Data is the simple answer to that question. The creative industries will have huge growth as the Asian economies grow and prosper. Our students may not necessarily flock to work in Asia, but as globalization advances, a semester abroad will give our students a leg up in career development and being a global citizen, generally.
2. You pursued degrees in music performance during your own time as a student in higher education. How has our society’s views around “going to school for music” changed since the time you were a student? What still needs to change?
In today’s work economy, students are expected to have transferable skills and a range of abilities beyond specializations. The specialized majors traditional arts schools use are not aligned with the developing economic, cultural, and creative direction the world is going in. Even to this day, much curriculum locks students into silos, but we need to help them broaden their art. The reason I know this is because we administer an extensive survey to our students and we have been a little slow to respond to their feedback.
3. Which project are you most proud of being a part of during your time as Dean of CAM?
My most recent transformative initiative is worthy of mention. CAM was selected as one of just seven schools nationally to host positions for “Mexican studies chairs” through the COMEXUS: Becas Fulbright-García Robles program. This fall, three top film scholars and media artists will be teaching on our campus. It’s a great opportunity for our students, our faculty, and the visiting scholars. My connections in Mexico helped bring this opportunity about.

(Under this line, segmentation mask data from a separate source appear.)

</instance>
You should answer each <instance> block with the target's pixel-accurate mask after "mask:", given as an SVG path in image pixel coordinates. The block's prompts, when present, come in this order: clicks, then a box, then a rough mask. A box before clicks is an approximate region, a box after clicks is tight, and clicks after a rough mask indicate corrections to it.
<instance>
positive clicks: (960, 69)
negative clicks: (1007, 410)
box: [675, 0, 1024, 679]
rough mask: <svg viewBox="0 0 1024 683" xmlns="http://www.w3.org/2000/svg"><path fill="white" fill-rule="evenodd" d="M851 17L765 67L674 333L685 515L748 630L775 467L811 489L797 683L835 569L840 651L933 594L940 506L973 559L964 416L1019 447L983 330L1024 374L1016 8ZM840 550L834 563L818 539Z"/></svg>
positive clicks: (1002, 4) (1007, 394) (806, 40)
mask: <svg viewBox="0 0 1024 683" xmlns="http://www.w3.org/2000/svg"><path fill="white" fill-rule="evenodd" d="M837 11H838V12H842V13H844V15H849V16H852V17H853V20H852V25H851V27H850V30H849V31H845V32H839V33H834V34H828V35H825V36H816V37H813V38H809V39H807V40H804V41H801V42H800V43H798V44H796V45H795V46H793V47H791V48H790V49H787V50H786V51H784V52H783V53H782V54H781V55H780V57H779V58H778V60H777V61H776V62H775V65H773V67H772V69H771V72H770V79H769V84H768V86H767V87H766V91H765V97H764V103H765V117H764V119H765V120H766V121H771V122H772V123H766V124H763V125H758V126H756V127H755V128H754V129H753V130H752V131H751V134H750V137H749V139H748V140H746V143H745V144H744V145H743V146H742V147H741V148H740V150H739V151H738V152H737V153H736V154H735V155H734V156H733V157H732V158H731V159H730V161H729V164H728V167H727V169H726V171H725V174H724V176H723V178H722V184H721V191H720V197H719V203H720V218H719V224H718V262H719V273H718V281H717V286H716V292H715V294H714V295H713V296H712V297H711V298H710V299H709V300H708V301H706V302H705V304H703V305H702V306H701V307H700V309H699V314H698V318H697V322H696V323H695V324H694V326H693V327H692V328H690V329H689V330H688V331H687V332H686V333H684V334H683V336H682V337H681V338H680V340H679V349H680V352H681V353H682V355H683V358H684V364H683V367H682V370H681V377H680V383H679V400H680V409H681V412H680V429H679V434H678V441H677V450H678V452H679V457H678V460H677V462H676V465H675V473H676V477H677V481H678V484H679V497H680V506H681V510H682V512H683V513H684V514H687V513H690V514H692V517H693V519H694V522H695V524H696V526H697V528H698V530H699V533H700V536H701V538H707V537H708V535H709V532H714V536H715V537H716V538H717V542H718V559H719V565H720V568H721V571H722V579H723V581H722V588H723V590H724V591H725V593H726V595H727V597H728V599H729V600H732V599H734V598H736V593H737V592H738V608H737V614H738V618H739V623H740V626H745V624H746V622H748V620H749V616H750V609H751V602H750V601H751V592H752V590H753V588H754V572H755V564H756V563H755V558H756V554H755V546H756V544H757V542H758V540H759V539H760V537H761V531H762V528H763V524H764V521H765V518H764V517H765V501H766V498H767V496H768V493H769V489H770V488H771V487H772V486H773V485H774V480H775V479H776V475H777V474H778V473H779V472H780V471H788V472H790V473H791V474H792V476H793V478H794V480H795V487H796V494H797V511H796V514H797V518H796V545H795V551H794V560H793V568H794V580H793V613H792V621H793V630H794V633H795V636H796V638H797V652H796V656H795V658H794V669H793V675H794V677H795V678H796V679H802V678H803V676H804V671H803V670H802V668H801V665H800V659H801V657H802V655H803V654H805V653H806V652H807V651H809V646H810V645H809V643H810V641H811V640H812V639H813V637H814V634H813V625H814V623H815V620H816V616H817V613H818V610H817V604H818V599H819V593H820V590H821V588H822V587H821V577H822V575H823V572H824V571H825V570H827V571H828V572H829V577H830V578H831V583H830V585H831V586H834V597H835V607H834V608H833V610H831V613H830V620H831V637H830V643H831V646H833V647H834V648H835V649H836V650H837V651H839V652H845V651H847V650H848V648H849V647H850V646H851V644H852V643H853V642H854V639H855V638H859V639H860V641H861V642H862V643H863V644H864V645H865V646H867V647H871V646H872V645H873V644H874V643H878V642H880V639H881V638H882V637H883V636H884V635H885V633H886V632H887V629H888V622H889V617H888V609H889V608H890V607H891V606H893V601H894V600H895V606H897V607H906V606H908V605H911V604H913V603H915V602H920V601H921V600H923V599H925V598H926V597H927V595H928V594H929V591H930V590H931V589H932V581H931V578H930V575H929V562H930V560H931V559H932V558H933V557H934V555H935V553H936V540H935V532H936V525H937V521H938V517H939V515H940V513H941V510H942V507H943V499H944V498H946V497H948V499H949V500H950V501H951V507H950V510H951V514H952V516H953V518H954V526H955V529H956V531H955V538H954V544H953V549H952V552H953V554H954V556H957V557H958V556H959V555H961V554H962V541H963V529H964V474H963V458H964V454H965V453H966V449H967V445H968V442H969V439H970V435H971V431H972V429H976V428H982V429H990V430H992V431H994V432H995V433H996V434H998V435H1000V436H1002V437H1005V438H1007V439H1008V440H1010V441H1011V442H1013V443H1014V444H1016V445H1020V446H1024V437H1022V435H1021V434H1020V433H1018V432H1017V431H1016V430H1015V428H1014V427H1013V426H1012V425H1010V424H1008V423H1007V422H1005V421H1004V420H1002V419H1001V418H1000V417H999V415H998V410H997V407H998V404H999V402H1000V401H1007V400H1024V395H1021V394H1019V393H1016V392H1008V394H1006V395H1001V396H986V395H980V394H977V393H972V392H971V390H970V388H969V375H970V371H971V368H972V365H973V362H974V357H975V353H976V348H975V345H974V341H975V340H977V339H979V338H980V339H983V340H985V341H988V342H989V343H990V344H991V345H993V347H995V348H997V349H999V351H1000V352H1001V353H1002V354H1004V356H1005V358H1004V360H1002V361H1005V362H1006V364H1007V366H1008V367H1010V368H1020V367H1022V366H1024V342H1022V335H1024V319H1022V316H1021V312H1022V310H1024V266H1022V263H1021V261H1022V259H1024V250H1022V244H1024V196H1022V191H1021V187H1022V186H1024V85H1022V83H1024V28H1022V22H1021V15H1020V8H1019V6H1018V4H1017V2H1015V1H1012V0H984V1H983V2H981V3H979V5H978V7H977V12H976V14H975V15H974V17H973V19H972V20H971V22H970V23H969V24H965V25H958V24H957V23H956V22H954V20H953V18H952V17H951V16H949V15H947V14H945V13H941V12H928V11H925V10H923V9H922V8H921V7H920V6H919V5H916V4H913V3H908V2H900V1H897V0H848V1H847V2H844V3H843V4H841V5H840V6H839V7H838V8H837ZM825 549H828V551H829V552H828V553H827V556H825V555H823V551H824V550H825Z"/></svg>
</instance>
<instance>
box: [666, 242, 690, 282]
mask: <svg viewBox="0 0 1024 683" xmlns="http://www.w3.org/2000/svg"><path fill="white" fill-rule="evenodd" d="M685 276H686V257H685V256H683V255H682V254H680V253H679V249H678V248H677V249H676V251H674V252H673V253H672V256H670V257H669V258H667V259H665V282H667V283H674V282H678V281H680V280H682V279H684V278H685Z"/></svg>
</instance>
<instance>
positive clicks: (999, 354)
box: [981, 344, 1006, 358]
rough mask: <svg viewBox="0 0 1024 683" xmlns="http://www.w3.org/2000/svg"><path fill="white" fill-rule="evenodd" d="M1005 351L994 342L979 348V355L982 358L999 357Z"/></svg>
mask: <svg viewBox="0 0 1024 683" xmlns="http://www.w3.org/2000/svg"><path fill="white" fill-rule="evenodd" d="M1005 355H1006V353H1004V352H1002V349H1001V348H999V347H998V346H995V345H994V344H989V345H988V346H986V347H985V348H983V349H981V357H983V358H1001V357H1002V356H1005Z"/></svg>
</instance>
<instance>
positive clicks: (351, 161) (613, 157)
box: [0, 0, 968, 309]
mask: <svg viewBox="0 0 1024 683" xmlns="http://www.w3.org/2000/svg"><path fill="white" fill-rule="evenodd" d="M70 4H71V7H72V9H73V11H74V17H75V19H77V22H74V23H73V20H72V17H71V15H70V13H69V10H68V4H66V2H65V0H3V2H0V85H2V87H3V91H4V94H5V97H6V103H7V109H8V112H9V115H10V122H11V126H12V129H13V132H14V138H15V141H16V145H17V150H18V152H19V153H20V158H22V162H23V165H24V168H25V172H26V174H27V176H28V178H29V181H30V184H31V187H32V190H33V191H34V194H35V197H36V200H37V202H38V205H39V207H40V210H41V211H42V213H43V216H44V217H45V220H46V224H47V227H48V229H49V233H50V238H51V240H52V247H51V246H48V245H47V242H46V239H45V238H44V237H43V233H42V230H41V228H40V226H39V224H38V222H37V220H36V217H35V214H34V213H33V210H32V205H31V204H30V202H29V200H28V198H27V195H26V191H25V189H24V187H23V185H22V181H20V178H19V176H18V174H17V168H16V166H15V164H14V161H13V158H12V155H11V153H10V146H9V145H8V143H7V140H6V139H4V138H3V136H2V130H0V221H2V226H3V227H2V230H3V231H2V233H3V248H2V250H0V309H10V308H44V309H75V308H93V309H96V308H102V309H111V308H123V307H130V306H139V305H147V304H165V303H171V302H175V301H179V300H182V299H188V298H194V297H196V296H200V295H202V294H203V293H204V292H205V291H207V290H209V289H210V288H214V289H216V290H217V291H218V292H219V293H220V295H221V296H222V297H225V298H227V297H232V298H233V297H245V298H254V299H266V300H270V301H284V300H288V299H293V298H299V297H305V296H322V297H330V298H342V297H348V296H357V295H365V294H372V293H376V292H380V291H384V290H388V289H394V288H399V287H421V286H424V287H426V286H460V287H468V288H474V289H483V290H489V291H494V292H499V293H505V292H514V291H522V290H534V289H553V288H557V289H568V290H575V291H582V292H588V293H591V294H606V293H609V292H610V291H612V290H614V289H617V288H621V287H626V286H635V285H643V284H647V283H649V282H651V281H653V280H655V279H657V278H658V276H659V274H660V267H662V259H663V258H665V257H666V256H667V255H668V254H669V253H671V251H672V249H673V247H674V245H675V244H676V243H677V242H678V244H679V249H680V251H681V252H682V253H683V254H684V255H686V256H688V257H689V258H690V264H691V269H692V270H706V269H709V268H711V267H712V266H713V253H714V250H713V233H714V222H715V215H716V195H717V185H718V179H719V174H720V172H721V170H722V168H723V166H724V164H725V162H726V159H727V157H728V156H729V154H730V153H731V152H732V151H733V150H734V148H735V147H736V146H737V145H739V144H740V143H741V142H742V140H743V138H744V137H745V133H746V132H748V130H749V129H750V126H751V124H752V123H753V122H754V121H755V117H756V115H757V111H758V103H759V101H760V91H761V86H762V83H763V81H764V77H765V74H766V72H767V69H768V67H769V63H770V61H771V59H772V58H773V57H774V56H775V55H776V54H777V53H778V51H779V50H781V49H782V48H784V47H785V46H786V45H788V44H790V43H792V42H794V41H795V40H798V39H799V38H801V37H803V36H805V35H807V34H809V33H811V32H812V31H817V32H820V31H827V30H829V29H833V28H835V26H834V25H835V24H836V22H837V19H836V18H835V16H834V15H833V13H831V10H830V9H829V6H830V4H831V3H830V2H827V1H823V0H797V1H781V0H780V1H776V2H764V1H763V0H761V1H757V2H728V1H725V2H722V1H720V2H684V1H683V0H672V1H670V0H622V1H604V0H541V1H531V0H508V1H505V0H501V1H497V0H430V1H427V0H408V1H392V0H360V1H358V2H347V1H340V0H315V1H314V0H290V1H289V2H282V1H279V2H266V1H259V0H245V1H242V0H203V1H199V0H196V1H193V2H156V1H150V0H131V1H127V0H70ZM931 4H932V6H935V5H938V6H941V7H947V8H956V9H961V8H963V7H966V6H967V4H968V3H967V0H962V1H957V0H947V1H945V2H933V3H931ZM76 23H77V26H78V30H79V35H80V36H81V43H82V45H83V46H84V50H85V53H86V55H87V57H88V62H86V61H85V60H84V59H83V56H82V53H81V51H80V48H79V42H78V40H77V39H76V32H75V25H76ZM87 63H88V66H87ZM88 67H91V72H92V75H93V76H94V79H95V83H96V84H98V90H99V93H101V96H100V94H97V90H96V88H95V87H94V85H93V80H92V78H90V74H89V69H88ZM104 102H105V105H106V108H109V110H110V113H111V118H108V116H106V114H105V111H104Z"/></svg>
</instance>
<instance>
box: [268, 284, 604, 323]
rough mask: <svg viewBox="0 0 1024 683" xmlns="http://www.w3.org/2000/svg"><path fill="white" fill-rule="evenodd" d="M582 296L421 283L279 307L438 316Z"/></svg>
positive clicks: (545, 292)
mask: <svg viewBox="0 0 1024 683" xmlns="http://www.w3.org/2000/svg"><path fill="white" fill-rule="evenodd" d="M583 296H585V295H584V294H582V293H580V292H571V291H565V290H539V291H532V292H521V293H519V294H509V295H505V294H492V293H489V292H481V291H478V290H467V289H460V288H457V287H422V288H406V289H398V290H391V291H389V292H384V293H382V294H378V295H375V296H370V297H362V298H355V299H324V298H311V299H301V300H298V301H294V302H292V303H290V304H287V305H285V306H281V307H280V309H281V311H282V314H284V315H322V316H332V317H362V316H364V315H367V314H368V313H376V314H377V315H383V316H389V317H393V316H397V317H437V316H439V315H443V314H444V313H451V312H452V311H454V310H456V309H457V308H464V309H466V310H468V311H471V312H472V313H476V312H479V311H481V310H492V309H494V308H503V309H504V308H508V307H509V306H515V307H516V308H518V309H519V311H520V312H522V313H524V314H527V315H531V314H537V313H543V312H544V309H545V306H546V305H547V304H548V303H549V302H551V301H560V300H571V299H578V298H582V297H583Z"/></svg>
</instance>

My wife, Dolores’s background as a decorated employee of the U.S. Embassy in Mexico City and an appointee of former Mexican President Vicente Fox provided her with the skills to effectively interact with CAM constituencies as a volunteer. She also played a behind-the-scenes role in CAM gaining a 5-year agreement with COMEXUS, which will facilitate CAM having Mexican Studies chairs in Film & Television through 2027.
Finally, I take pride in the fact that women, minorities, and others have been hired and promoted during my time as Dean.
4. One of the things you often say is that CAM does not subscribe to the “starving artists” mindset. Are you involved in any initiatives outside of CAM that also work to fight this stereotype?
I’m on the national advisory board of the Strategic National Arts Alumni Project (SNAAP). SNAAP gathers, analyzes, and reports on survey data from over 200,000 graduates of arts and design schools and colleges to understand the professional success, educational satisfaction, and personal fulfillment of arts alumni. I’m also one of two deans on the Arts Schools Network Board, which is a trade group for principals and educators our nation’s K-12 arts schools.
5. What do you hope to see the faculty, staff, and students of CAM accomplish in the next 10 years?
Right now there is a striving to do better with verticals—excelling in a specialized area. Toward this end, a new Video Game Art and Design program is in its formative stages in CAM. This new program will meet a need for CAM students to work across the disciplines of cinema, music, technology, and animation. While some are concerned that it’s outside of specialized areas, that’s the way the industry works, and CAM is committed to preparing our students to excel in this new landscape of careers.